In Cambridge itself, the sites are almost too numerous to mention, but the collections in the FitzWilliam Museum are excellent. There is a medieval Round Church of the Templars, the great and small colleges – especially Trinity with it’s wonderful courts and the aforementioned Library designed by Sir Christopher Wren. Inside are many priceless manuscripts but the most popular are the stories of “Winnie the Pooh” in Milne’s own hand with the original sketches by Ernest Shepard for the books. Jesus College Chapel is the oldest in Cambridge and was a medieval monastic church.

The glory of Cambridge though is the magnificent King’s College Chapel in the center of the town. This building is as important to western civilization as the Parthenon. It is without doubt the final culmination of Gothic architecture in the van vaulting and the miraculously preserved stained glass. However, the living building and the spirit of Cambridge itself is only fully apparent at Evensong in the Chapel when the world-famous choir sings the service. The unearthly beauty of the well trained boy trebles and the men is unmatched. After that late afternoon experience it is best to return to the Garden House terrace for another Pimms and some quiet contemplation.

I would be quite remiss if I did not acknowledge that within a city-block of King’s there is another choir in another college chapel that is certainly the equal to the prowess of King’s – Saint John’s Cambridge. Evensong here is equally moving if in a rather more intimate and Victorian setting. Quite the best of all world’s is to be in Cambridge in late July when the two choirs get together for one Broadcast Evensong on the BBC. Admission is by ticket – but free so check the website’s for information as to the date.

Musically and spiritually there is nothing like this anywhere but in Cambridge.

One could perhaps go on forever about the shops – particularly the book stores (naturally!) – the restaurants – the fascinating street market and simply the people watching.
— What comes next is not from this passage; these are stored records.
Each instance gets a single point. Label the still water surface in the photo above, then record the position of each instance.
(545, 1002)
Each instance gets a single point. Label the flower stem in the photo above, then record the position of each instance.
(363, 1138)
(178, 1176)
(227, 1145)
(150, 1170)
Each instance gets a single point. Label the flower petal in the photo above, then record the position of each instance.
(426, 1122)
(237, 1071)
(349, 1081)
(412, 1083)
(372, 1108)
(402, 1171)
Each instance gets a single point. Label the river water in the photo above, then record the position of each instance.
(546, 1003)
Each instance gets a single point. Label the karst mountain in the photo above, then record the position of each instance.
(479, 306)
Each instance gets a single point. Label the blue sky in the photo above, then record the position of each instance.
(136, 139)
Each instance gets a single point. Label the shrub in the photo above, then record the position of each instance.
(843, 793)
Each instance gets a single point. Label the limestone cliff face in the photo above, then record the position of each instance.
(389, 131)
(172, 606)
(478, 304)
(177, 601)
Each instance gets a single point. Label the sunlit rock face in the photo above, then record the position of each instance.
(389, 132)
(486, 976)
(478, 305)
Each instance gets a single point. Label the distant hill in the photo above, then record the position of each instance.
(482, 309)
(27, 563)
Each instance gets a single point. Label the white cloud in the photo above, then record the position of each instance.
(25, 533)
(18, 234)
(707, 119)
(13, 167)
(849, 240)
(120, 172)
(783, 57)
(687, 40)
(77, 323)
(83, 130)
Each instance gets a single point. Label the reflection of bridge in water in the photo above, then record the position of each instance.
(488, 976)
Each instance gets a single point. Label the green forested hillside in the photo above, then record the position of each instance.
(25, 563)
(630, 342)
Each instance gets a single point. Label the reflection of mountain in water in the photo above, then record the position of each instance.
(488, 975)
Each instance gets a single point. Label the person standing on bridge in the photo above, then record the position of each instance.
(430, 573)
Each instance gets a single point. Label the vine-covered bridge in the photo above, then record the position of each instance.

There are rewarding and not strenuous day trips to wonderful country houses and villages, to Ely with its vast cathedral and the amazing Octagon and the Fens and Royal Norfolk or the wild coast of Suffolk are not far away and there is the promise of a comfortable welcome and return to the Garden House as a base.

I strongly recommend this as an opportunity to enjoy the “real” England beyond the fever of London.